Detalhes bibliográficos
Ano de defesa: 2022
Autor(a) principal: Ferreira, Rita de Cássia lattes
Orientador(a): Fernandes, Kristianne Porta Santos lattes
Banca de defesa: Fernandes, Kristianne Santos Porta lattes, Ferrari, Raquel Agnelli Mesquita lattes, Silva Junior, Jose Antonio lattes, Cecatto, Rebeca Boltes lattes, Navarro, Ricardo Scarparo lattes
Tipo de documento: Tese
Tipo de acesso: Acesso aberto
Idioma: por
Instituição de defesa: Universidade Nove de Julho
Programa de Pós-Graduação: Programa de Pós-Graduação em Biofotônica Aplicada às Ciências da Saúde
Departamento: Saúde
País: Brasil
Palavras-chave em Português:
Palavras-chave em Inglês:
Área do conhecimento CNPq:
Link de acesso: http://bibliotecatede.uninove.br/handle/tede/3057
Resumo: Diabetic foot is one of the main complications of diabetes mellitus with high mortality, morbidity and large use of public resources in long clinical and surgical treatments.
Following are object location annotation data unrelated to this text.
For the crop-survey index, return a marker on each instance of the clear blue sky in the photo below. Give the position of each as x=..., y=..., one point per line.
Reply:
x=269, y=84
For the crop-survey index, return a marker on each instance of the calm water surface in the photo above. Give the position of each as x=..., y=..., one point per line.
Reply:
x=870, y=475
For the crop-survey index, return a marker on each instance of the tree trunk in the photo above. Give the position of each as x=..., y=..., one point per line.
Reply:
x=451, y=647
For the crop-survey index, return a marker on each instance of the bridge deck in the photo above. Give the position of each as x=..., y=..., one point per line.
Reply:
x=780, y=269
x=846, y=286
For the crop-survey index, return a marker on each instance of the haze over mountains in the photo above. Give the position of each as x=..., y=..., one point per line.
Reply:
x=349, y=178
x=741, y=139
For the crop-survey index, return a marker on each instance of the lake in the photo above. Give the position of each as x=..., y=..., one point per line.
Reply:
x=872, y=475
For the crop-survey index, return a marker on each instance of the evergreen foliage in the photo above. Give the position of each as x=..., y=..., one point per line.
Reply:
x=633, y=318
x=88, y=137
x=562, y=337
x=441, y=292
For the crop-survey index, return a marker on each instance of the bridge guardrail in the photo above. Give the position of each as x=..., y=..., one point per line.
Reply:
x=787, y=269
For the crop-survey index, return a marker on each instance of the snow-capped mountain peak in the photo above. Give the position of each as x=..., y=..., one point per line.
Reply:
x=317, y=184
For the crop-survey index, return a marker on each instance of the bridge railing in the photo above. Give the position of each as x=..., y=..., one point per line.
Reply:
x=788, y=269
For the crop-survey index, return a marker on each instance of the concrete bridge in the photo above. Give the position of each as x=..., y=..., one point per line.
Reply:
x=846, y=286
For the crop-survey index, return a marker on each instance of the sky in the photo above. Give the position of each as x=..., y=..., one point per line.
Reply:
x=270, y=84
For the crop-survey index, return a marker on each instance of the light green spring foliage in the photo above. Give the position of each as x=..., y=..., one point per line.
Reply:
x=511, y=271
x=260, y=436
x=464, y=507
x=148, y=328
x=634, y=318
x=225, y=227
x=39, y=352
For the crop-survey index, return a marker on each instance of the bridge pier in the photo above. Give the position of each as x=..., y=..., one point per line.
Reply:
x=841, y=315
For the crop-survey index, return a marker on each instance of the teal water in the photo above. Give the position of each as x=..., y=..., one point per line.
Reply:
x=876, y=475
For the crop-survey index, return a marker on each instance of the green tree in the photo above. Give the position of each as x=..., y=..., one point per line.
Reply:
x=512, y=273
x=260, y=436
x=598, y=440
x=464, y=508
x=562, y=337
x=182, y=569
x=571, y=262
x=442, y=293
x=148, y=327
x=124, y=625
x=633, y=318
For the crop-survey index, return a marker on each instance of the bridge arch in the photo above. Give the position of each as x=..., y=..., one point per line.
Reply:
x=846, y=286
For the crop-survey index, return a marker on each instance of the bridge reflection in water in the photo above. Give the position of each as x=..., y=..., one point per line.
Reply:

The treatment of these lesions is challenging due to their multifactorial etiology. This study aimed to evaluate the clinical evolution of patients with diabetic foot treated with photodynamic therapy using the Bates-Jensen (BJ) scale. Twenty-one patients from the vascular surgery clinic of the Conjunto Hospitalar do Mandaqui in the city of São Paulo were followed up, 16 men and 5 women, with a mean age of 58 years. Patients underwent standard institutional care plus antimicrobial Photodynamic Therapy (aPDT) using a 0.01% methylene blue photosensitizer and laser irradiation (660 nm, 100 mW, 1W/cm2, 60 J/cm2, 6J per point). The primary dressing used as a dressing was hydrofiber with silver applied after PDT. The BJ scale was used before and after the end of PDT to assess the evolution of the lesions, as well as the area, characteristics of the tissue bed, characteristics and amount of exudate, perilesional edema, granulation tissue and epithelialization. Patients were divided into 4 groups (discharged, discharged due to worsening, in treatment and loss) that were compared using the SPSS Statistics software with a significance of 0.05. The results showed that in the total sample there was a significant difference in the values of the BJ scale before and after aPDT. Regarding the BJ items evaluated after aPDT in the general sample, no significance was found in the size of the lesion, but there was significance in the detachment, amount and type of necrotic tissue and perilesional hardening. When evaluating these same BJ items in patients who were discharged, there was a statistical difference in lesion size, type and amount of necrotic tissue, type and amount of exudate and perilesional edema. In this follow-up, aPDT proved to be an effective, safe, low-cost, well-tolerated treatment, with high patient adherence and feasibility of implementation in the public health service.